The Arc blockchain is being built with features designed specifically for large-scale institutional and machine-driven financial activity.

According to Circle, the network will offer:

  • Sub-second transaction settlement
  • Stablecoin-denominated transaction fees using USDC and other digital dollars
  • Built-in privacy and compliance controls
  • Full compatibility with Ethereum-based smart contracts and infrastructure

The company launched Arc’s public testnet in October 2025, with more than 100 institutions already reportedly participating in testing, including BlackRock, Visa, Goldman Sachs, HSBC, and Amazon Web Services.

Circle expects to launch the mainnet beta later in 2026.

The broader strategic shift underway at Circle is significant.

The company originally built its business around USDC, now the world’s second-largest stablecoin with approximately $77 billion in circulation.

USDC transaction volume surged more than 260% year-over-year during the first quarter to approximately $21.5 trillion, reflecting the rapidly expanding role stablecoins are beginning to play in global payments, trading, and financial settlement systems.

But Circle increasingly appears to be positioning itself not merely as a stablecoin issuer, but as the financial infrastructure provider for what executives believe will become an AI-native economy.

Alongside Arc, Circle also unveiled what it calls its Agent Stack — a suite of tools designed specifically for autonomous AI agents and software systems.

The platform includes:

  • AI-compatible digital wallets
  • Automated transaction systems
  • Nanopayment infrastructure
  • AI marketplaces
  • Contract execution tools using USDC

The goal is to enable AI systems themselves — not just humans — to transact, purchase services, negotiate agreements, and move value digitally without direct human involvement.

That vision is attracting serious institutional attention.

Robert Mitchnick, BlackRock’s global head of digital assets, said the investment provides the firm with exposure to the future of stablecoin-based settlement and foreign exchange systems operating directly on-chain.

For firms like Apollo, ICE, and Standard Chartered, the investment reflects growing belief that blockchain-based settlement infrastructure may eventually underpin significant portions of the next-generation financial system — particularly as AI systems increasingly automate commercial and financial activity.

The implications extend far beyond cryptocurrency markets.

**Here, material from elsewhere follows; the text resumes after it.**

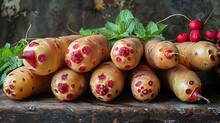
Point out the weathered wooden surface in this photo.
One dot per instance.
(50, 17)
(166, 107)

If AI agents begin independently managing supply chains, executing trades, purchasing services, coordinating logistics, or interacting economically online, those systems will require native payment rails capable of operating continuously, globally, and automatically.

Circle is betting that stablecoin infrastructure and blockchain networks like Arc become those rails.

Markets reacted positively to the announcement.

Circle shares rose roughly 2.5% in premarket trading Monday following the disclosure.

The company also reported first-quarter revenue and reserve income of approximately $694 million, up about 20% year-over-year, though slightly below analyst expectations.

But for investors, the Arc announcement overshadowed the earnings numbers themselves.

What Circle unveiled Monday was not simply a new blockchain project.

It was a direct bet that the next phase of the internet economy — one increasingly shaped by artificial intelligence, autonomous software systems, and digital financial settlement — will require entirely new infrastructure to function.

And Circle wants to become the company building it.